Share: Email | Twitter

ID

VDE-2019-019

Published

2019-10-09 09:25 (CEST)

Last update

2021-09-07 10:50 (CEST)

Vendor(s)

Beckhoff Automation GmbH & Co. KG

Product(s)

<= TwinCAT 2 Build 2304
<= TwinCAT 3.1 Build 4024.0

Summary

In case TwinCAT is configured to use the Profinet driver, a denial of service of the controller could be reached by sending special packets to the device.


Weakness

Divide By Zero  (CWE-369) 

Summary

When Beckhoff TwinCAT is configured to use the Profinet driver, a denial of service of the controller could be reached by sending a malformed UDP packet to the device. This issue affects TwinCAT 2 version 2304 (and prior) and TwinCAT 3.1 version 4204.0 (and prior).

Impact

TwinCAT includes a Profinet driver, which could be configured in the engineering environment to use Profinet connections to the controller.

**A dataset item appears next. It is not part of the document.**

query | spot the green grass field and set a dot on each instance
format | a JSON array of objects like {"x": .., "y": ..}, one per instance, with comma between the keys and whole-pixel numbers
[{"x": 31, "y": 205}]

In case this is configured and the controller is started, a specially crafted Profinet DCP packet could be sent to the TwinCAT device, which will lead to a denial of service of the device.

Operation can be resumed by restarting the device.

Solution

Profinet could be blocked in perimeter firewall to block PROFINET DCP packets from untrusted networks to the device.

Beckhoff will provide updates for the mentioned TwinCAT Versions.

Reported by

Beckhoff Automation thanks Andreas Galauner from Rapid7 for support and efforts within coordinated disclousure.